Per-checkpoint artifact generation: embeddings, GAT attention weights, teacher↔student CKA, loss-landscape grids, fusion-policy traces. Driven by AnalysisConfig and dispatched directly through graphids.exp.runtime.run_stage to Analyzer(spec).run().

Distinct from graphids.analysis, which owns cross-run statistical comparison from the MLflow catalog (no torch, login-safe).

Layout

graphids/core/artifacts/
├── analyzer.py      orchestrates load → compute → save loop, writes manifest
├── _dispatch.py     ARTIFACTS table — each row is the only place compute + I/O meet
├── compute.py       pure compute fns + frozen result dataclasses (no fs)
├── io.py            every read (val data, teacher ckpt, fusion eval) + every write
└── __init__.py

The compute / I/O split is structural: every compute_* function takes pre-loaded models and pre-built val_data, returns a frozen dataclass, and never touches the filesystem. io.save_* consumes those dataclasses and writes; io.load_* reads. The dispatch table is the single seam between the two — adding an artifact means one new row in ARTIFACTS, one new compute fn, and one new save fn.

Adding an artifact

  1. Add compute_X(...) -> XResult (frozen dataclass) to compute.py.
  2. Add save_X(out, result) to io.py.
  3. Add an Artifact("X", "x.npz", frozenset({...}), _run_X) row to _dispatch.ARTIFACTS and a _run_X glue fn that wires load → compute → save.
  4. Add a toggle field on AnalysisConfig (default off, or default-on for the model types in applies_to via default_toggles_for).

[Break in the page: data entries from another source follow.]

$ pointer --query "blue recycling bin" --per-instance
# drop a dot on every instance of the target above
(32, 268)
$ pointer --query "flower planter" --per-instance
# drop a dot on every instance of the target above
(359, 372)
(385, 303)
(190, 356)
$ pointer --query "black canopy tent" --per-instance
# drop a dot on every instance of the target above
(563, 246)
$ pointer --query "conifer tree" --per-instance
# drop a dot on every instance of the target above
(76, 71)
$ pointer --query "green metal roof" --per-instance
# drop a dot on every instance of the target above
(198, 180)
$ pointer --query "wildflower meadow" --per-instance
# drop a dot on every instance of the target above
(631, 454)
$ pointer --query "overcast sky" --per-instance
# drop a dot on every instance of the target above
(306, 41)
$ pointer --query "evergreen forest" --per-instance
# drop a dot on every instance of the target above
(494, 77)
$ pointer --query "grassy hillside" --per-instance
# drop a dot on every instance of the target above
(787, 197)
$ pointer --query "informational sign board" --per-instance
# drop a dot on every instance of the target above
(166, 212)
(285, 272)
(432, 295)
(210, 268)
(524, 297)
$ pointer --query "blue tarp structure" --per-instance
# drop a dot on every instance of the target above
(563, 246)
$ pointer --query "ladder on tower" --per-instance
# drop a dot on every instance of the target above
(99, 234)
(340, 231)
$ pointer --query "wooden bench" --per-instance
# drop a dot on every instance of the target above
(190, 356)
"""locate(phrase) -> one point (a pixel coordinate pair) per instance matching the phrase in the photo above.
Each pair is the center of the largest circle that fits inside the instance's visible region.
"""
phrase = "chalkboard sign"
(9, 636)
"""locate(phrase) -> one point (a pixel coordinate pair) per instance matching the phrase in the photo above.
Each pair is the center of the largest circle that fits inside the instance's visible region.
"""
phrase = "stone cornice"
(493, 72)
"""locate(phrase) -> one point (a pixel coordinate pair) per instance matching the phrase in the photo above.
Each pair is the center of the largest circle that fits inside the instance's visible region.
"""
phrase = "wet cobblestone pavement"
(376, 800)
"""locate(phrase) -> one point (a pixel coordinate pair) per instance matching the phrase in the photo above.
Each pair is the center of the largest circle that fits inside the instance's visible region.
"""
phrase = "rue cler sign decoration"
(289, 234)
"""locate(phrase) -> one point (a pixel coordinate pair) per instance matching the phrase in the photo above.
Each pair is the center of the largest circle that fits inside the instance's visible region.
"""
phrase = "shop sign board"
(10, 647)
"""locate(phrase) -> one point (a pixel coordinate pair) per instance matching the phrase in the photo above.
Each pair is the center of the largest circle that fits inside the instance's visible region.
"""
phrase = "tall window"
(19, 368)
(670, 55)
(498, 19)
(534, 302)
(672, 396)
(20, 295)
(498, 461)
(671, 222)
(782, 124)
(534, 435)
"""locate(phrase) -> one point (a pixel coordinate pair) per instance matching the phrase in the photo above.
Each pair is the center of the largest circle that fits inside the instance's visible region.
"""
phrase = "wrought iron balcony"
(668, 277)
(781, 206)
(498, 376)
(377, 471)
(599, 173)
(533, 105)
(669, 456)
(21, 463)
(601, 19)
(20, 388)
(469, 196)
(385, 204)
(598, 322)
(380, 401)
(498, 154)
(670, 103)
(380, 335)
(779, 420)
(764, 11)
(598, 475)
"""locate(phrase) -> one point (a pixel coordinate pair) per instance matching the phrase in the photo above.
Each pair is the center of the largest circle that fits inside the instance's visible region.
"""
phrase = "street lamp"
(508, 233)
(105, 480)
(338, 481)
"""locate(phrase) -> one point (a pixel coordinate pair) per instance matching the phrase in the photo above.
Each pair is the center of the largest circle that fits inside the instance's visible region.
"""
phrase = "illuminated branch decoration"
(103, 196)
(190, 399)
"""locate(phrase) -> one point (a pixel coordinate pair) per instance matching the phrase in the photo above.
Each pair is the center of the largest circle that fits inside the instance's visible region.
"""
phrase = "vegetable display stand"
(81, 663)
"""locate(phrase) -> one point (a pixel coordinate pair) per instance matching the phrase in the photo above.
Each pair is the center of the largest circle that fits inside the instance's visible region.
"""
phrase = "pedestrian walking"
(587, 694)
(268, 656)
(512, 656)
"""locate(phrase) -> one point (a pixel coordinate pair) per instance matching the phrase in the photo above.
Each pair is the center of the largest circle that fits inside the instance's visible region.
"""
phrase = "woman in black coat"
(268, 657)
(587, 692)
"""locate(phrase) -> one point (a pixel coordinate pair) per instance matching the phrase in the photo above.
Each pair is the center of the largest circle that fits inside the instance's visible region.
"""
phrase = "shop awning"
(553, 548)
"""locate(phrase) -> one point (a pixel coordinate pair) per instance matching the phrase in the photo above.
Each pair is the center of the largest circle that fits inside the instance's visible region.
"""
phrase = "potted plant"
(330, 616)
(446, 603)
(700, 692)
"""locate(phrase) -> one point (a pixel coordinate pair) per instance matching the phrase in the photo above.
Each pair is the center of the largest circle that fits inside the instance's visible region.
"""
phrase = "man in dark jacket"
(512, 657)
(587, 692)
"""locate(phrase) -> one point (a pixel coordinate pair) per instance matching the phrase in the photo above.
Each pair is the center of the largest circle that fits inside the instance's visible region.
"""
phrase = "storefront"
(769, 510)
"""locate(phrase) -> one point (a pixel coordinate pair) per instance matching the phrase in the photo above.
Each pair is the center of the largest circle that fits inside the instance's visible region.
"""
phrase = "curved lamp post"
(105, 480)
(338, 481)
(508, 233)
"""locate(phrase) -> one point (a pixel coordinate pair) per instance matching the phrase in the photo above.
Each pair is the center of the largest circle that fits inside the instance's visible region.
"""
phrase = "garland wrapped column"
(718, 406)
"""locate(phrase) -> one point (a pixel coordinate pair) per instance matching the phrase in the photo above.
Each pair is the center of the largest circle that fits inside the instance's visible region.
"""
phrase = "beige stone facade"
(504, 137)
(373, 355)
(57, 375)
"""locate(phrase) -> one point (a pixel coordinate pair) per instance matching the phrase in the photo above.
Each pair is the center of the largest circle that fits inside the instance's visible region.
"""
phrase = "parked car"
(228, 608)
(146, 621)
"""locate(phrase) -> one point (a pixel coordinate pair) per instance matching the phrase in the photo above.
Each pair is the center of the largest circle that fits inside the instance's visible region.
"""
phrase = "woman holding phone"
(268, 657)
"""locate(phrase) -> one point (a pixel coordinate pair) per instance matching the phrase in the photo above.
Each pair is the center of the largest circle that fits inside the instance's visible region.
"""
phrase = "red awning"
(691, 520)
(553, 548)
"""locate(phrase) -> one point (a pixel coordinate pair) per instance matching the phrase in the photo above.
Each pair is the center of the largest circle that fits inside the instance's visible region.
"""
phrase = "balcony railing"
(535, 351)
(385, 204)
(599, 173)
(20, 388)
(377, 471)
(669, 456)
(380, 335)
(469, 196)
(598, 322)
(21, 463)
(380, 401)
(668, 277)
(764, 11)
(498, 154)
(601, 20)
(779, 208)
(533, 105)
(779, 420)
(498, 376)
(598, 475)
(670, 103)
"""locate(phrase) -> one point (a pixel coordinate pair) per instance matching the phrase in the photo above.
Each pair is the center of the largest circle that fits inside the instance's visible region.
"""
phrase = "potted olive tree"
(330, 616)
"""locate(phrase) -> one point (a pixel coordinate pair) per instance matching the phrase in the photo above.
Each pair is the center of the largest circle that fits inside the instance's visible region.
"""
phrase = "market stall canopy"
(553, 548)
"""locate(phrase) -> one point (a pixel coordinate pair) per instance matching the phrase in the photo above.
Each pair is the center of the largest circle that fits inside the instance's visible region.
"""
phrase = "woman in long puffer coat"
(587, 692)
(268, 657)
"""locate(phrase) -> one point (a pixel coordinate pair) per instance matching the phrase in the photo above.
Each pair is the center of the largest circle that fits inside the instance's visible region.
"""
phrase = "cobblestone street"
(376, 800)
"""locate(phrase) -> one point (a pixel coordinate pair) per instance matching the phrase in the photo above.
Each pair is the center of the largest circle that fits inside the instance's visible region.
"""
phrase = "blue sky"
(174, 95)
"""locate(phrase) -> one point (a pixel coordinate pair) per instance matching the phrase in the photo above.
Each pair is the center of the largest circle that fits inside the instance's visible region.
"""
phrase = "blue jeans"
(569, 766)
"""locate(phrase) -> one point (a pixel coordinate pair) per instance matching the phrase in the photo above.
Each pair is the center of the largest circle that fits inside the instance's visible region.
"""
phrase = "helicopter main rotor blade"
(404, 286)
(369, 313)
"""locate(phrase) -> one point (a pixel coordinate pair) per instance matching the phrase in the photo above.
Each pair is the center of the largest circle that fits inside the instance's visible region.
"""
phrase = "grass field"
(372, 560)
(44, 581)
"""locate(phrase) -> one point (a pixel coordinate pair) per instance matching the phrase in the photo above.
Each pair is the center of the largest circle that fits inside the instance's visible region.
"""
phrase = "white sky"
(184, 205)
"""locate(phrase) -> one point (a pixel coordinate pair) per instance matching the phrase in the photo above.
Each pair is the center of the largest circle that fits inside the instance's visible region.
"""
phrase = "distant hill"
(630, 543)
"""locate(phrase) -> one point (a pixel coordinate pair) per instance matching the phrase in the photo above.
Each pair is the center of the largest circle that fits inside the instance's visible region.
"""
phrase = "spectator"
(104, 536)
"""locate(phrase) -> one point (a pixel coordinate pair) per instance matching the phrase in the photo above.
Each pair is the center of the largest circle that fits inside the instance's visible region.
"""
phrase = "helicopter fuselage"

expected_outputs(spec) and Analyzer.run() derive from ARTIFACTS automatically — no parallel declaration to update.

Reuse with training/eval

io.load_val_data goes through CANBusSourcestate.get_or_build — the same path GraphDataModule.setup takes during training. val_fraction, scaler strategy, and cache digest live on the source dataclass; the analyzer picks up changes there automatically with no parallel declaration.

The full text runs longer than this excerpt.